Biologics have been touted as the latest and greatest treatment for rheumatoid arthritis because they are based on human DNA. Many doctors have started prescribing them if the first-line drug, methotrexate, known as a Disease Modifying Anti-rheumatic Drug (DMARD), doesn’t work.  To control costs, many jurisdictions, including B.C., recommend that physicians try methotrexate and at least one other DMARD before they start prescribing biologics.

Nonetheless, doctors want to start using biologics sooner rather than later. The problem is, biologics are very expensive – more than $20,000 a year for a single patient, compared to a few hundred dollars a year for the older DMARDS. And given the large number of people with rheumatoid arthritis, biologics have quickly become one of the costliest drugs for the health systems in British Columbia and Canada. We wanted to know if the extra expense is warranted for patients who don’t respond to methotrexate.
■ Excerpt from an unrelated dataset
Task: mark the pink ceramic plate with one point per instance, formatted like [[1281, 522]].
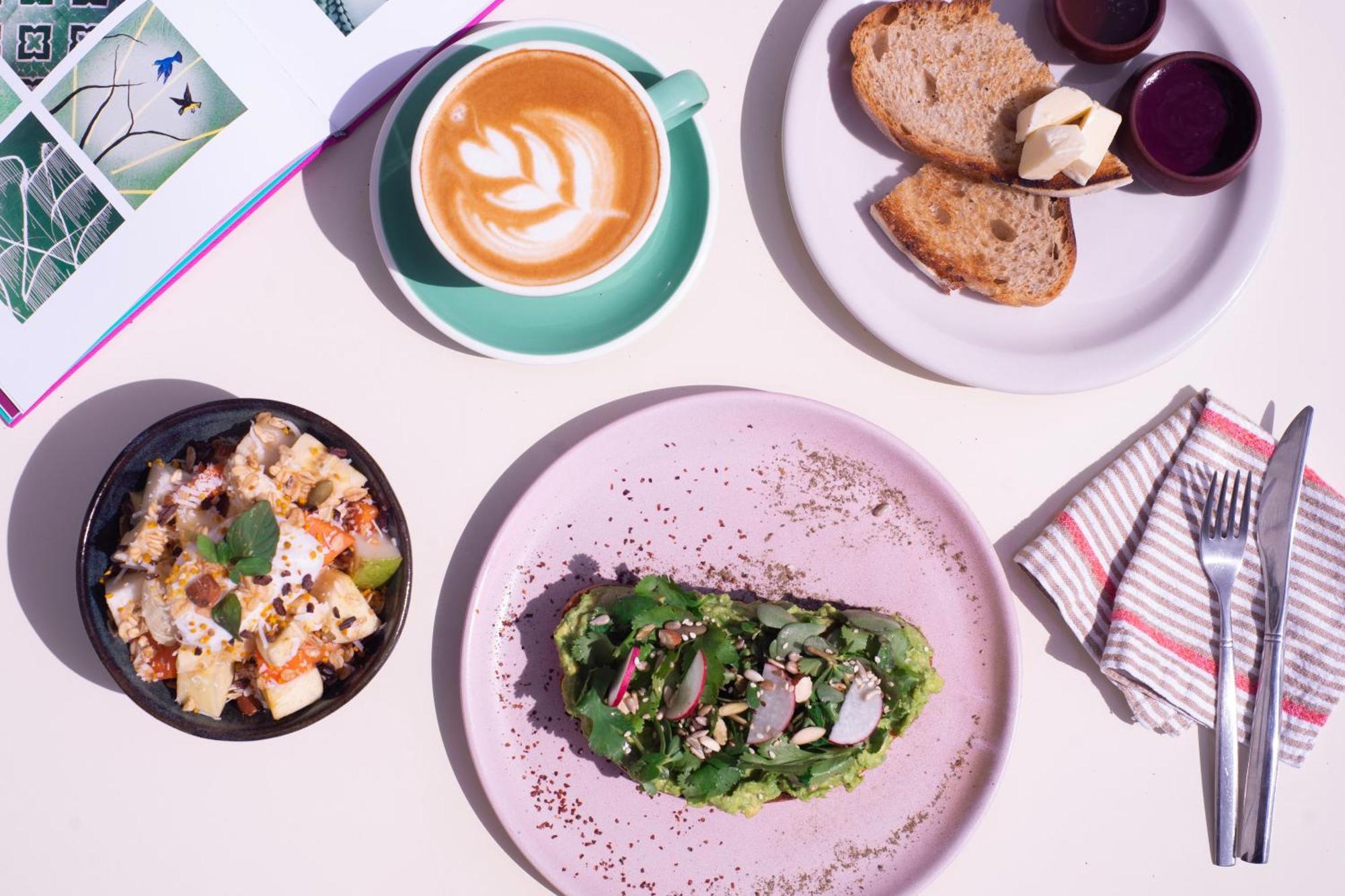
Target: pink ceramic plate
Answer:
[[740, 491]]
How did you answer that question?

Our team of U.S. and Canadian researchers conducted a large clinical trial, with 353 patients over three years. One group received one of the biologics, known by its commercial name, Enbrel, along with methotrexate. The other group received a less expensive triple therapy – two other DMARDs plus methotrexate.

What did you find?

There was no significant difference in the outcomes for both groups. An equal share of patients in both groups, 73 per cent, regained mobility and experienced less pain and stiffness after six months. Those who didn’t improve switched therapies, and they both improved, too, at equal rates.

So there is no reason to use these expensive biologics right away if methotrexate doesn’t work. The older drugs are just as effective, for a fraction of the cost.  The savings might be used to expand biologics to even more patients – but only to those who would truly benefit – without breaking the bank.

How much money could be saved if these findings are followed?

We’re working on the answer to that question right now. We believe that once we lay out the numbers, it will be a no-brainer.